What is this island society like?
It is one based on private property. At various points he considers himself to be the king of the island. This is not a metaphor. Early in his stay he declares: “I was king and lord of all this country indefeasibly, and had a right of possession”. Much later on, when some other sailors visit the island Crusoe throws his weight about and demands that the visitors follow his orders:  he is referred to as “Governour” and his word is law in the resolution of a dispute involving the sailors. Finally, having left the island, Crusoe returns and tells us that even though he lets others stay on the island he considers himself to be the actual owner: “I shared the Island into parts with ’em reserved to myself the property of the whole, but gave them such parts respectively as they agreed on”.

Crusoe does not have an imagination. He has a work ethic. He plants crops, builds a series of fortifications, makes boats, tailors clothes, plots time, tames, farms and milks goats, builds a canal – reading the lists of his herculean feats is probably not as exhausting as actually carrying out the work described but at times I was wondering.

Crusoe’s island is an island where Christians and Savages know their place. Crusoe is the lord; Friday is, without question, a subordinate. Time and again Crusoe sets Friday to work at various tasks:

“I pointed him to run and fetch the bird I had shot”

“I order’d Friday to take one of the canoes….I order’d him to go and bury the dead bodies….I order’d him to bury the horrid Remains of their barabarous feast”

Friday is, nonetheless, grateful for having been subordinated. He has none of the defiance of Caliban, not even the vague disenchantment of Ariel. He is a docile beast, happy to have been delivered from his state of barbarism by this benevolent Christian lord:

You do great deal much good, says he, you teach wild man be good, sober, tame man. You tell them know God, pray God, and live new Life

From the mouths of savages. This island is a utopian fantasy about the benevolence of European empire building. The slaves are delighted to be slaves.

The accountancy is all part of this process. The sheer ubiquity of this mode is astonishing, He counts and inventories everything. At one stage he details and inventory of how he, Friday and a Spanish prisoner freed from certain death at the hands of cannibals account for those cannibals:

“The account of the whole is as follows: Three killed at our first shot from the tree; two killed at the next shot; two killed by Friday in the boat; two killed by Friday of those at first wounded; one killed by Friday in the wood; three killed by the Spaniard; four killed, being found dropped here and there, of the wounds, or killed by Friday in his chase of them; four escaped in the boat, whereof one wounded, if not dead - twenty-one in all.”

Crusoe undergoes a religious transformation while on the island. The island therefore becomes a place of spiritual salvation for him: “I was going to give Thanks to God for bringing me to this place”. 

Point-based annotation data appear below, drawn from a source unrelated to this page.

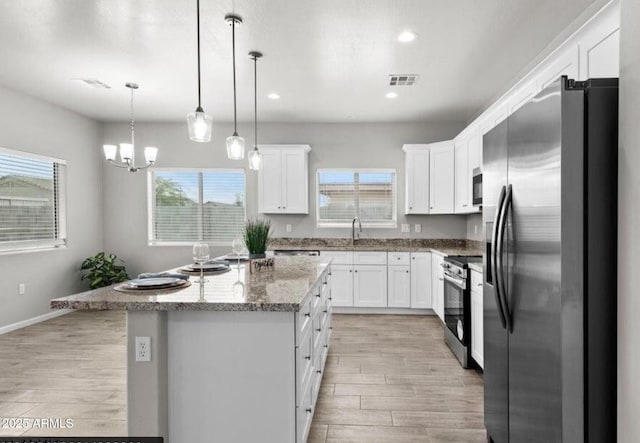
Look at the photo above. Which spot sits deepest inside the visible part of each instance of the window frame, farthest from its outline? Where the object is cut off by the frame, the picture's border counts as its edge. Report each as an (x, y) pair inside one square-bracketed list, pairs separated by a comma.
[(151, 204), (59, 209), (391, 224)]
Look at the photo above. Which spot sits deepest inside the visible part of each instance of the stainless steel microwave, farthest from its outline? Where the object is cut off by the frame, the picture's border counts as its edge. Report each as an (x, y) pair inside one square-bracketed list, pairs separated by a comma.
[(477, 186)]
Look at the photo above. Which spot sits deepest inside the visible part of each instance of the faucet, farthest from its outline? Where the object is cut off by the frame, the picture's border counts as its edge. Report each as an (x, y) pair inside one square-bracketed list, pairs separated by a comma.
[(353, 229)]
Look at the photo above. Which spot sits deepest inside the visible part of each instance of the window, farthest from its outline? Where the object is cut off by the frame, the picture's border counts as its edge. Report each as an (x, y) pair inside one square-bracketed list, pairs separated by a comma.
[(369, 194), (32, 201), (196, 205)]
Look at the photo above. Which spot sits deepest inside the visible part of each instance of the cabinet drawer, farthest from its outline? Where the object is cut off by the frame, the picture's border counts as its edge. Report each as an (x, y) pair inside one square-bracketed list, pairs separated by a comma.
[(305, 361), (370, 258), (305, 317), (339, 257), (399, 258), (476, 281)]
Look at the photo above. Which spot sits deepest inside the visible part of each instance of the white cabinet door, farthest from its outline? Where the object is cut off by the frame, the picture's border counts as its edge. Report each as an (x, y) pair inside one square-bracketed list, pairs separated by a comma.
[(441, 178), (416, 179), (421, 280), (477, 327), (399, 287), (342, 285), (295, 195), (370, 286), (462, 176), (270, 182), (437, 283)]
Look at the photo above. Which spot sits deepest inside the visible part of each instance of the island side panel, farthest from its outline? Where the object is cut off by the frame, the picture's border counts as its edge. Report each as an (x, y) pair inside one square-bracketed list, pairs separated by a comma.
[(147, 392), (231, 376)]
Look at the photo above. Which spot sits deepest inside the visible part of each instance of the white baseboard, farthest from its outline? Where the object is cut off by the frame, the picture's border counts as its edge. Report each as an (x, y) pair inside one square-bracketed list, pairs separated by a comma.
[(382, 311), (34, 320)]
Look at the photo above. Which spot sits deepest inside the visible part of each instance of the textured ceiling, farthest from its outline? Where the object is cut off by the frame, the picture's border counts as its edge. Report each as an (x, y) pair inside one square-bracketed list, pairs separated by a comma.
[(328, 60)]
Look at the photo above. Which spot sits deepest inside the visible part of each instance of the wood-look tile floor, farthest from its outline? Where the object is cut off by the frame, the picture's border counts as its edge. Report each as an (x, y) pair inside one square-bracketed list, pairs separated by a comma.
[(388, 379), (393, 379), (73, 367)]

Crusoe’s religious beliefs are as protestant as his work ethic. He is distrustful of ‘papists’ indeed, at one point he says:

“I had rather be delivered up to the Savages and be devour’d alive than fall into the merciless Claws of the Priests”

Despite this prejudice, Crusoe, in an echo of Thomas More’s Utopia professes that freedom of worship is important on his island:

“It was remarkable, too, I had but three subjects, and they were of three different religions - my man Friday was a Protestant, his father was a Pagan and a cannibal, and the Spaniard was a Papist. However, I allowed liberty of conscience throughout my dominions”

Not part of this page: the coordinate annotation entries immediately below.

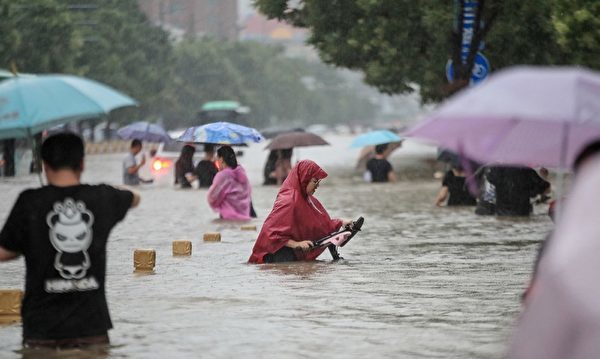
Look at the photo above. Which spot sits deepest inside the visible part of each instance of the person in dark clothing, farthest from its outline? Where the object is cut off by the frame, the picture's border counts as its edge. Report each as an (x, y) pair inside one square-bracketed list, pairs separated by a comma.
[(184, 167), (454, 189), (514, 188), (62, 230), (269, 170), (206, 168), (379, 168)]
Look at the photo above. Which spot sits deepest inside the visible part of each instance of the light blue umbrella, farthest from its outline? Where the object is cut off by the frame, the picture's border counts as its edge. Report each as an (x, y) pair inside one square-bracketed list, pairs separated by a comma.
[(144, 131), (29, 105), (223, 133), (374, 138)]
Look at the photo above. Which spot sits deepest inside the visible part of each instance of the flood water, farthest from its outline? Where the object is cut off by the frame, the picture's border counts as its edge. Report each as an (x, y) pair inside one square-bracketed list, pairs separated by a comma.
[(417, 282)]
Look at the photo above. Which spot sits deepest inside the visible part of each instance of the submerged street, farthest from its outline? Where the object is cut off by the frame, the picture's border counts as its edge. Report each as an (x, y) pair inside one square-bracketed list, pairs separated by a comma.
[(418, 281)]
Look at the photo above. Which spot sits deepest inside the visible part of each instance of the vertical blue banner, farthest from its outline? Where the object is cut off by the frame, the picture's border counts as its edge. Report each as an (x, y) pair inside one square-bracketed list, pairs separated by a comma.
[(469, 10)]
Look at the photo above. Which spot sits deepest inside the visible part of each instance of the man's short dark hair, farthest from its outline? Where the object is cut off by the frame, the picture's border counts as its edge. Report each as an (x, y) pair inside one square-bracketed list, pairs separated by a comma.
[(136, 143), (379, 149), (63, 151)]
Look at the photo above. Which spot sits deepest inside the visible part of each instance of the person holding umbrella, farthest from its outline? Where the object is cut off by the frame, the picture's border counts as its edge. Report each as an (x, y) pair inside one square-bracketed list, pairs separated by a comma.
[(131, 168), (297, 219), (184, 167), (206, 169)]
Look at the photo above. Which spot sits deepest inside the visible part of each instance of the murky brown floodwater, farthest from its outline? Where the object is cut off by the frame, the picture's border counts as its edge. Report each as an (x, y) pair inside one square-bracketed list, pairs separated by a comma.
[(418, 282)]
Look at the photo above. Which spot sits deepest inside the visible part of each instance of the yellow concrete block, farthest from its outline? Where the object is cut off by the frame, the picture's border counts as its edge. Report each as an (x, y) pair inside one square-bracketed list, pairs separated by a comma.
[(212, 237), (10, 305), (144, 260), (182, 248)]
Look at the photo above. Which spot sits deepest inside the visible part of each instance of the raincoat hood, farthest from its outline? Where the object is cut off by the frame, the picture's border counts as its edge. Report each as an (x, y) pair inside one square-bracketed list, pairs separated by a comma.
[(296, 216)]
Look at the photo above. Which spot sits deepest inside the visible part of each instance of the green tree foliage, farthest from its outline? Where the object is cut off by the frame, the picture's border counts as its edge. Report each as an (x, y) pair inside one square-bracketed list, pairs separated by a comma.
[(400, 43)]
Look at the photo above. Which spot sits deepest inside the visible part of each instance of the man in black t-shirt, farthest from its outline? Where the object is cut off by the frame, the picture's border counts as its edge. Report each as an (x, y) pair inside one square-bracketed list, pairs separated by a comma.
[(62, 230), (379, 168)]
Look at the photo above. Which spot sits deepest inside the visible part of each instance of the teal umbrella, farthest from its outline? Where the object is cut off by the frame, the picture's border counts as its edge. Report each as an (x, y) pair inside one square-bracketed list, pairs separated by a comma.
[(374, 138), (29, 105)]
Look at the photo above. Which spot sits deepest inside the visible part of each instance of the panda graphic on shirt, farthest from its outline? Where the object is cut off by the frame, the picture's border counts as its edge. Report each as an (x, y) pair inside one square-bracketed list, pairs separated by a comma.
[(70, 225)]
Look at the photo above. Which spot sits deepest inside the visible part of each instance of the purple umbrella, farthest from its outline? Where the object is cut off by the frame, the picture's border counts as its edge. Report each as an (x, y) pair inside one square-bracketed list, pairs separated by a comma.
[(524, 115), (144, 131)]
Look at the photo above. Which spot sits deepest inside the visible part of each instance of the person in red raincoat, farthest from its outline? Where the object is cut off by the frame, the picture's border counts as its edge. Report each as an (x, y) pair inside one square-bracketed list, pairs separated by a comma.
[(297, 219)]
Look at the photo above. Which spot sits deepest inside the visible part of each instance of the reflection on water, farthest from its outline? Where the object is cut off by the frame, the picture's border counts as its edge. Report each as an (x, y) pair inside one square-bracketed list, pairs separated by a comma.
[(417, 281)]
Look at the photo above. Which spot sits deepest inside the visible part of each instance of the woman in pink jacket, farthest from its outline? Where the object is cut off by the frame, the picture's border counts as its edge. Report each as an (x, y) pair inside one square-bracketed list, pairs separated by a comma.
[(230, 193)]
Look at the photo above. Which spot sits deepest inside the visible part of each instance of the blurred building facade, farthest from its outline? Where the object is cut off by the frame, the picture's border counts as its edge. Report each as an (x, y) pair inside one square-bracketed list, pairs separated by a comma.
[(216, 18)]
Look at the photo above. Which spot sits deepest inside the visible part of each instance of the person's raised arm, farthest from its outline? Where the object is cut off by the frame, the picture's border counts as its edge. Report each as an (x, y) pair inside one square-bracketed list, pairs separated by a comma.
[(6, 255)]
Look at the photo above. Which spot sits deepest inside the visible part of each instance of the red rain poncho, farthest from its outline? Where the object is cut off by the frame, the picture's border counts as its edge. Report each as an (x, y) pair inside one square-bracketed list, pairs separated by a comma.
[(295, 216)]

This island is not a wilderness . It is private property. Everything on this island is to be counted, fenced off, marked as the possession of its lord and master. This is an island of hard work. It is an island of protestant worship. It is an island with a clearly defined class structure. It is an island whose nearest neighbours are cannibalistic, heathen savages.


Sounds an awful lot like England, doesn’t it?